For as long as I can remember the Thrashers have ALWAYS struggled against teams that execute a hard trap in the neutral zone. A very simple explanation of the trap is that the defending team seeks to put all 5 of their skaters between the bluelines in the neutral zone which make it impossible to either skate with the puck or pass the puck in the neutral zone. The goal of the trap is to force the team to either a) play dump and chase style hockey or b) try to force passes that lead to turnovers and odd man rushes for the trapping team.

Because the Thrashers have built their roster around offense and passing the hard trap teams give them fits. If the Thrashers want to become a real playoff contender, then they must learn to make adjustments. If John Anderson wants to show that his uptempo systems work in the NHL, then his team must break the trap. The Thrashers tried to answer the trap by making perfect passes which played right into the hands of Carolina. To beat the trap you have to dump the puck deep and work as hard as they can to regain control in the offensive zone. It takes a LOT of hard work to beat the trap and too often the Thrashers went the lazy route and tried to make perfect passes.

The other thing that nearly made my head explode on Sunday was this: when playing a defensively sound team you must take one-timers on net. Over and over again when the Thrashers got the puck into the offensive zone but the player receiving a pass settled the puck before shooting it. Over and over again, this slight pause allowed the Carolina defense and goaltending to square to the shot and prevent a quality scoring chance. When playing a team that fills the shooting lanes you must shoot quickly! I was extremely disappointed that the team failed to make this adjustment. From upstairs it was bloody obvious that they needed more one timers--this should have been an in-game adjustment. Heck, they might have climbed back into the contest if they had simply started shooting one-times off the pass. EDIT: And I love Tobias Enstrom, but he simply must shoot the puck when he is wide open more often--every shot you pass up is a scoring chance that goes by the wayside.

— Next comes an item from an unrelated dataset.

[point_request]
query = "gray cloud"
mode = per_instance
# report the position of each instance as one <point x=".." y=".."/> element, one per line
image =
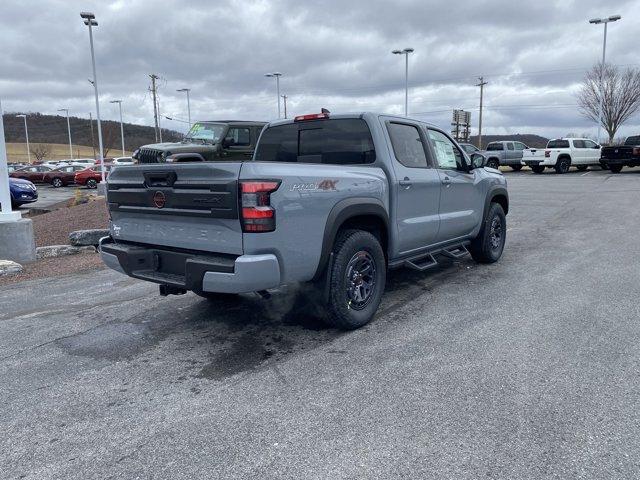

Lastly the lack of discipline is really starting to hurt this team. The penalty killing has remained rather strong, but the Thrashers penchant for taking penalties keeps them from playing offense and it wears out their defense and goaltending. This season the Thrashers have been shorthanded about 4 times per game. But since the Kovalchuk trade the Thrashers have given the opposition way too many opportunities with the extra man.

  • vs WSH 5 times shorthanded
  • vs FLA 7 times shorthanded
  • vs COL 4 times shorthanded
  • vs MIN 4 times shorthanded
  • vs CHI 6 times shorthanded
  • vs FLA 8 times shorthanded
  • vs NYI 5 times shorthanded
  • vs TBL 4 times shorthanded
  • vs CAR 7 times shorthanded

The team average is 4 Short Handed situations per game, but since the big trade the Thrasher have not played a single game with FEWER than 4 SH situations and they three times they have allowed 7 or 8 extra man advantages to the opposition. On Sunday the Hurricanes played with the extra attackers of 13.5 minutes in a 60 hockey game--and they scored twice which abbreviated two of those PK situations. In the first period the Thrashers were killing for 6 of the first 20 minutes and Carolina gained a 1st period lead late in the period with the extra man.

I’m NOT someone who is a big believer in fate, especially in sports. Players make good or bad plays--it is on them not on fate. Just because the Thrashers were bad in the past doesn’t mean they can’t be better in the future. Problems can by fixed. Give Anderson some credit, he fixed the PK, they studied it and got it working correctly. But the problem for the Thrashers is that they have little TIME to fix these problems. They can’t wait until the off season to figure out how to break the trap. We need more desperation and we need more adjustments on the fly, otherwise the players will be playing golf yet again.

The Thrashers are scheduled to play yet another defensively sound team on Tuesday (Nashville Predators). Can they adjust? Will they exploit the shot opportunities that become available?